I recall flying by myself to New York, at 23, and thinking that what ‘wheelchair access’ meant from one country to another varied, a lot. I quickly learnt that I would have to undertake significant research when travelling. I used my legal skills to identify whether wheelchair access meant the location had a ramp, disabled bathroom and step free levels or whether it just meant ‘we have strong people that can help get you in’.
In my experience, some of the most easily accessible cities were ones that had held the Paralympics. Barcelona and Sydney were undoubtedly leaders in this field and demonstrated how wheelchair access can be logically integrated into a city.
So, has the Paralympics improved accessibility for those with disabilities in Rio, a city where almost one in four of the population has a disability? Reports of visually impaired people trying to use road crossings with no sound and wheelchair users trying to manoeuvre streets with steep curbs and cracked pavements abound. Sometimes, it takes longer to get to platforms at the train stations by way of accessible lifts than the length of the train journey itself! Despite major works being undertaken, clearly there are still issues.
That said, many things have improved as a direct result of the Paralympics. Steve Brown, Captain of the GB 2012 Rugby team and himself spinal cord injured, noted that it was easy for him to move around and that many of the venues, buildings and new amenities in the Olympic area had been designed and built with wheelchair access in mind. It didn’t mean that every corner had a dropped curb, but in his view it was certainly manageable. Restaurants and bars on the beach front had great access, although this didn’t always translate to appropriate bathroom facilities.
Rio appears to be an accessible location if planned properly, and not all that dissimilar to meeting friends in London.

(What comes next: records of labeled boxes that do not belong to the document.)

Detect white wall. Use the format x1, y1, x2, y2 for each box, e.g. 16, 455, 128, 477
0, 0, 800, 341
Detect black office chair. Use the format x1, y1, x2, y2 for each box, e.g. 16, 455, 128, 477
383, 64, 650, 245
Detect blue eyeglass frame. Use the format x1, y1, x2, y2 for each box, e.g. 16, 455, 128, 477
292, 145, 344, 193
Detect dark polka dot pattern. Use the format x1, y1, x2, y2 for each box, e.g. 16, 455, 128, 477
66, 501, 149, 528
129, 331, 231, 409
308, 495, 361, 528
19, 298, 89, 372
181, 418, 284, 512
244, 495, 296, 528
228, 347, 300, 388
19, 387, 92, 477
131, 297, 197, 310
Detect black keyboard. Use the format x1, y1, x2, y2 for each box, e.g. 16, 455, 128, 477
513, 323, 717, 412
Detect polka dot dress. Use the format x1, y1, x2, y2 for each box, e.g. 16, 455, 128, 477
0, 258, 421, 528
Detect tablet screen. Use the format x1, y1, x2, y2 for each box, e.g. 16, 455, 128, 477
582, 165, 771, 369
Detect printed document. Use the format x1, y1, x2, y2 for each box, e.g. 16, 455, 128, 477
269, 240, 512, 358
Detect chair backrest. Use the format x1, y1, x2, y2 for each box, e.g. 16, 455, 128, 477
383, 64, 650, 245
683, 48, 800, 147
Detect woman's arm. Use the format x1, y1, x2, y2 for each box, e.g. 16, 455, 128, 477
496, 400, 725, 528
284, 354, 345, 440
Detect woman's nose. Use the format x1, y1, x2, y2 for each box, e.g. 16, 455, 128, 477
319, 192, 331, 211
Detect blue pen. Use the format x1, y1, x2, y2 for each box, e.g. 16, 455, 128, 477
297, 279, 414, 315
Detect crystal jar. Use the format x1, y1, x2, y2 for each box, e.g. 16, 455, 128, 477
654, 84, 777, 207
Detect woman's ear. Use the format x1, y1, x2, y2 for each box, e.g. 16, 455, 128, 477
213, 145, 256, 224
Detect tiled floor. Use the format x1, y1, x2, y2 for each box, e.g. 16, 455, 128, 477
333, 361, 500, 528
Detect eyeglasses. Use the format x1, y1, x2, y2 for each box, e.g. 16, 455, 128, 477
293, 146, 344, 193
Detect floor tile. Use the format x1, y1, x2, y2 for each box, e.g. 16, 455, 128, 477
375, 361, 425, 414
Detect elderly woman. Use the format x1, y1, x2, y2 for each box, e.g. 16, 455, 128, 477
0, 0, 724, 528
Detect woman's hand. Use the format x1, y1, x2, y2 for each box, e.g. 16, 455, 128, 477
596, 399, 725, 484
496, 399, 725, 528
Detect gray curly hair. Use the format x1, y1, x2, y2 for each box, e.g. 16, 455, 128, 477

But who does it better? The UK or Brazil?
If you have or know someone with a spinal cord injury, you will be all too aware of the daily issues wheelchair users face when accessing the community and amenities. But it still shocks and surprises those that do not use wheelchairs, many of whom cannot believe that in this day and age, with clear legislation stating reasonable access is to be implemented and maintained, that we still face a daily barrage of discrimination.
The discrimination is endemic. It ranges from a lack of dropped curbs; steps to front doors; no disabled toilet facilities; no lifts to other floors; not forgetting those who initially thought about access to “tick the box” and have since abandoned maintaining those measures.
Just this weekend, I faced discrimination from a fashion retailer in Richmond. They had installed a platform lift to climb 2-3 steps in their shop. It broke eight years ago and no one had bothered to repair it. Only once I challenged the manager and threatened to sue did I receive an email from Head Office apologising and stating remedial action would be taken. I shouldn’t have to threaten legal action for a shop to maintain access. It’s simple: implement access, maintain it, and you will see the benefits to your business.
London 2012 did however bring improvements to the city’s public transport system. Tube platforms have been raised and ramps have been made available at many tube and train stations. Whilst not as extreme as the situation with Rio’s trains, there is a high level of planning involved in getting around the city.
Recent research from the charity Scope suggests that the positive impact of the Paralympics for disabled people is short-lived. Only 20% of those surveyed thinks Britain is a better place to be since London 2012 and the success of the Paralympic Games.
Educating those who do not use wheelchairs is key to accessibility being prioritised. I ran a wheelchair awareness day with my firm, Bolt Burdon Kemp, to educate barristers about the access problems those in a wheelchair face on a daily basis, and it was a real eye-opener for all involved.
Do disabled people living in Rio think that access and other issues facing disabled people will miraculously improve overnight after the Olympics and Paralympics? No. But it’s a step forward.
Managing access in Rio is no harder than in London, so I’ll certainly be putting Rio on my destination list for 2017.
And, let’s be honest, is there really any city in the world that doesn’t still have a long way to go when it comes to disability access?